The pathway along the Raritan River is popular with children riding their bikes but it's clearly marked that there is no swimming allowed.
Now two devastated families are trying to figure out how their sons drowned there and there is one woman who may hold some of the clues.
"I was the last person they talked to and I didn't think anything would happen," said Jennifer Smakolski, a New Brunswick resident.
Jennifer Smakolski was taking her daughter out for a bike ride along the Raritan River Sunday night when she saw two boys, fully clothed and still wearing their shoes.
They were wading up to their ankles in the mud along the banks of the river.
"I said, 'What are you doing there?' I said, 'Can you swim?' They said, 'Yes', I said, 'Be careful.' I didn't know they were going to go out," Smakolski said.
Investigators believe that 10-year-old Francisco Perera and his best friend, 11-year-old Devine Nicholas, did eventually go out and somehow got swept up in the muddy, cold water of the Raritan River.
The fifth graders' bodies were found Monday afternoon, less than 24 hours after their mothers reported them missing.
"I miss my son and I wish he was home, that's all," said Carol Leonard, victim's mother.
Both boys were top students at Lincoln Elementary School in New Brunswick.
Devine's mother said her son loved reading and going to the library and she believes he was smart enough to know his limits.
"My son couldn't swim and I know my son would never have gone in the water because he couldn't swim," Leonard said.

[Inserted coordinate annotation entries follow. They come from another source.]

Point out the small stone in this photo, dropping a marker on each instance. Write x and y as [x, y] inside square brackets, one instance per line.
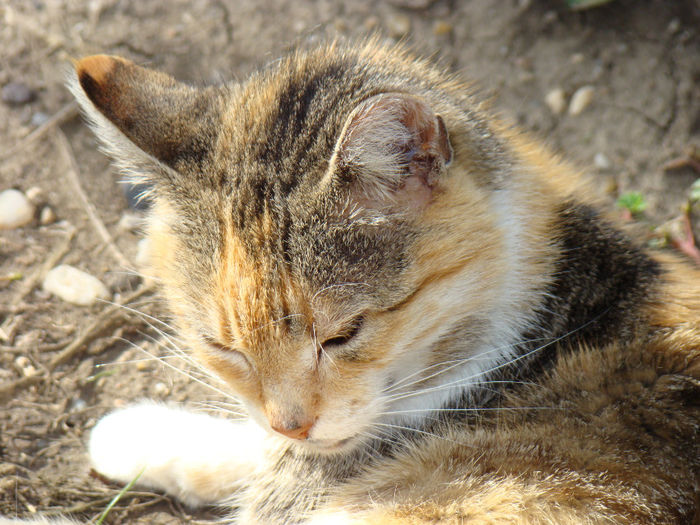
[550, 17]
[577, 58]
[143, 253]
[35, 194]
[581, 99]
[74, 286]
[601, 161]
[17, 94]
[130, 221]
[77, 405]
[15, 209]
[674, 26]
[25, 365]
[39, 118]
[47, 216]
[161, 389]
[442, 28]
[398, 25]
[556, 101]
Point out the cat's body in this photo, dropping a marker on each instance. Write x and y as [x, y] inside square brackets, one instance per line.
[430, 309]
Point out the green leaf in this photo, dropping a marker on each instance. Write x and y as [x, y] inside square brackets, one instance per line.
[116, 498]
[695, 191]
[632, 201]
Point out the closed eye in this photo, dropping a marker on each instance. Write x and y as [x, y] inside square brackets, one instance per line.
[346, 335]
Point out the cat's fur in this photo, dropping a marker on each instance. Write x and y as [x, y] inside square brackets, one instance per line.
[496, 349]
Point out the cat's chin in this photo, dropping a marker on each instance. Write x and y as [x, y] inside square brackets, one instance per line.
[326, 446]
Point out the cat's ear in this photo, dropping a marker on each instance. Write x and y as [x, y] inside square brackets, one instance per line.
[392, 151]
[149, 123]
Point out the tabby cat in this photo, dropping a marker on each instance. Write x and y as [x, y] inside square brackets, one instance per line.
[430, 316]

The two friends told their moms they were going to the park, and never came home.
Police say the boys' drownings were likely accidental, but Devine's family is skeptical.
"I think there was some foul play because my stepson knew he couldn't swim," said Frank Wright, Devine's stepfather.
The Medical Examiner's Office has ruled that both boys cause of death is accidental drowning. There is nothing to suggest that foul play is involved.